‘Land Ho’ stars plastic surgeon in male road trip tale in Iceland

By Victoria Ahearn, The Canadian Press

TORONTO – “Land Ho!” star Earl Lynn Nelson picks up the phone for a telephone interview and declares he’s just finished surgery — not undergoing it, but performing it.

An oculoplastic surgeon in Kentucky, he’s in the operating room three days a week and has only been in three films, including “Land Ho!”, which opens Friday in Toronto and Aug. 15 in Vancouver.

Acting is more of a fun thing he likes to do for filmmaker Martha Stephens, whose mother is his first cousin.

“I’ve known Martha since she was born and I could hold her in one of my hands,” he says in his thick southern drawl from his office in Ashland, Ky.

“She thinks I’m a good character in movies.”

Indeed, the jocular doc is a natural onscreen.

In “Land Ho!” the 72-year-old steals the show as a boisterous, bawdy southern American who goes on a soul-searching trip through Iceland with his reserved and sensitive ex-brother-in-law, played by veteran Australian actor Paul Eenhoorn.

“He’s a really big guy, in all ways,” Eenhoorn said of Nelson during an interview from his home in Seattle. “He’s a force of nature, I’ll put it that way.”

Stephens wrote and directed “Land Ho!” with Aaron Katz. Co-stars include Karrie Crouse, Elizabeth McKee and Canadian-born Alice Olivia Clarke.

It’s Stephens’ third film with Nelson after 2010’s “Passenger Pigeons” and 2012’s “Pilgrim Song.”

“Martha wanted to shoot something with Earl Lynn in the lead and they thought that I would be perfect foil for his alter ego sort of thing, and it really worked. Martha was right,” said Eenhoorn.

The filmmakers shot the opening cottage scene at Nelson’s house. The rest of the story was filmed in Iceland.

The gregarious Nelson had no trouble breaking the ice with Eenhoorn during the initial shoot.

“We stood in front of my freezer and I popped open a Mason jar and had some moonshine, and then I gave him a couple of shots of tequila,” he says.

“I really genuinely feel like Paul is a good friend of mine now.”

The story has a strong sense of realism as the filmmakers allow full conversations and scenarios to unfold between the characters in a way that makes it seem as if much of it is improvised.

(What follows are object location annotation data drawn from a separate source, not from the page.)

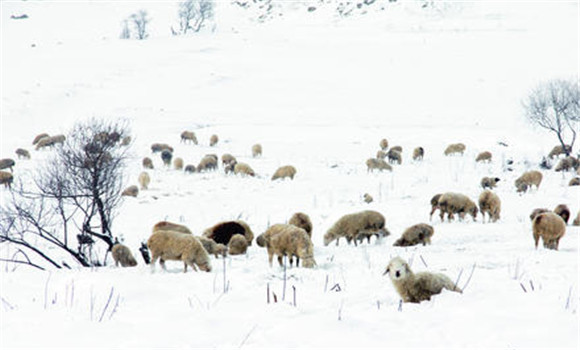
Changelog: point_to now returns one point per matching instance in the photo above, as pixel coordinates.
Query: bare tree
(554, 105)
(75, 192)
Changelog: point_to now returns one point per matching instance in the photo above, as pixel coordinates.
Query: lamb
(416, 234)
(489, 182)
(527, 179)
(22, 153)
(122, 254)
(144, 180)
(170, 245)
(414, 288)
(303, 221)
(357, 226)
(284, 171)
(454, 149)
(489, 203)
(551, 227)
(451, 203)
(483, 157)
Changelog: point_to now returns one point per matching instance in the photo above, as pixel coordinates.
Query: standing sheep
(169, 245)
(489, 203)
(414, 288)
(550, 227)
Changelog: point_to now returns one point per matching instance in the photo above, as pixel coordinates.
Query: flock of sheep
(171, 241)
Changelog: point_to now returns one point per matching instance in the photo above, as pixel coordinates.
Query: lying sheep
(357, 226)
(169, 245)
(22, 153)
(144, 180)
(284, 172)
(456, 203)
(527, 179)
(378, 164)
(257, 150)
(414, 288)
(416, 234)
(550, 227)
(290, 241)
(563, 211)
(483, 157)
(6, 179)
(302, 220)
(188, 136)
(454, 149)
(489, 203)
(489, 182)
(122, 254)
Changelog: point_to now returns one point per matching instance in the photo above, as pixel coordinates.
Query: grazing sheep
(244, 169)
(418, 153)
(213, 140)
(414, 288)
(489, 182)
(527, 179)
(563, 211)
(451, 203)
(483, 157)
(223, 231)
(170, 245)
(147, 163)
(416, 234)
(290, 241)
(379, 164)
(284, 171)
(178, 163)
(188, 136)
(22, 153)
(454, 149)
(357, 226)
(257, 150)
(131, 191)
(551, 227)
(489, 203)
(302, 220)
(144, 180)
(6, 178)
(122, 254)
(7, 163)
(237, 245)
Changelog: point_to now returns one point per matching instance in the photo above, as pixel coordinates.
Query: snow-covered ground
(318, 92)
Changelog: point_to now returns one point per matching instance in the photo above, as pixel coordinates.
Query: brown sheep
(302, 220)
(357, 226)
(454, 149)
(456, 203)
(291, 241)
(563, 211)
(22, 153)
(489, 203)
(6, 178)
(237, 245)
(379, 164)
(550, 227)
(144, 180)
(122, 254)
(416, 234)
(483, 157)
(257, 150)
(284, 172)
(415, 288)
(188, 136)
(169, 245)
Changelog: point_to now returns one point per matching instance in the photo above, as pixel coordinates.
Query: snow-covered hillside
(319, 91)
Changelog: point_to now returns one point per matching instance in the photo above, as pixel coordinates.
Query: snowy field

Nelson’s character, Mitch, seems to mirror his own personality. And he admits the filmmakers drew on his persona and consulted him as they wrote Mitch’s lines.

“A lot of the sayings in the movie are my sayings that I’ve had since I was a teenager … like ‘Angels kissing on your tongue,'” he says.

Still, he insists Mitch isn’t entirely him.

“There was a couple of people who didn’t like me in the movie, that I was boisterous and I was loud-mouthed, I was a sexist,” he says, referring to the film’s debut at the Sundance Film Festival.

“The thing is, that was my part in the movie. It wasn’t me.”

Nelson, who does plastic and reconstructive surgery around the eyes and the eyebrows, says his patients are getting a kick out of his moonlighting gig.

“I had this one guy I operated here on here about four or five weeks ago. He came to the office — he’s the principal of a high school here — and he said, ‘The people at the school didn’t believe that a movie star operated on me.'”

But he isn’t sure how far he wants to take this acting thing.

“I love to do stuff with Martha, because Martha understands me and because I understand Martha,” says Nelson. “People ask me if I would do other movies and I say ‘Yeah, I’d do other movies, but I’m not going to fly to California to audition for a movie, I’m not going to fly to New York to audition for a movie.’ If you want to do a video or something like that, if you want me to do a movie, I don’t mind that.

“But I’m not going to fly around the world auditioning for parts, because I like my day job. I like to do surgery, it’s my passion.”